Currently the following output formats are available:

  • HTML: interactive network visualization (with Cytoscape Web and jQueryUI) combined with analyses:
    • Listing and interactively visualizing the network of the first and second neighbor interactors of the query protein(s)
    • Labeling signaling pathway member proteins among these proteins
    • Providing direct search links for these proteins to primary databases and integrated search engines
  • TXT: machine readable plain text generated with the API of PathwayLinker,
  • PDF.

1.5  How can I view a previously computed report

  • On the report page scroll down to Download & Save / Short stable address (bottom left of the report page).
  • Click on the   Open »   button that is to the right from Short stable address and save the short URL of the report or email this URL to your preferred address.

1.6  How can I cite PathwayLinker? Can I cite a publication?

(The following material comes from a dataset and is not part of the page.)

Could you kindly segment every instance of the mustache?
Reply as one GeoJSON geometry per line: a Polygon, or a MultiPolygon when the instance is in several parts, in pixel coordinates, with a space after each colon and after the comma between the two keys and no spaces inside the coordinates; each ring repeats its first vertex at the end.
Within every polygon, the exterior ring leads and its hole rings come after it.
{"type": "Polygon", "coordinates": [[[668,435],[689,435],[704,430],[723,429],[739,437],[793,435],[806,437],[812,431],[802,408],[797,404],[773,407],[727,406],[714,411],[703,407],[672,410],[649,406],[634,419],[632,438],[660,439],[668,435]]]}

If you find PathwayLinker useful for your work (interactively or the API), then please cite our work. Thank you. This is the citation:
Linking proteins to signaling pathways for experiment design and evaluation
Farkas I J, Szántó-Várnagy Á, Korcsmáros T
PLoS ONE (2012, in press) doi: 10.1371/journal.pone.0036202

1.7  Contact us: Bug reports, feature requests, comments, etc.

Please send an email to Illés Farkas. Thank you.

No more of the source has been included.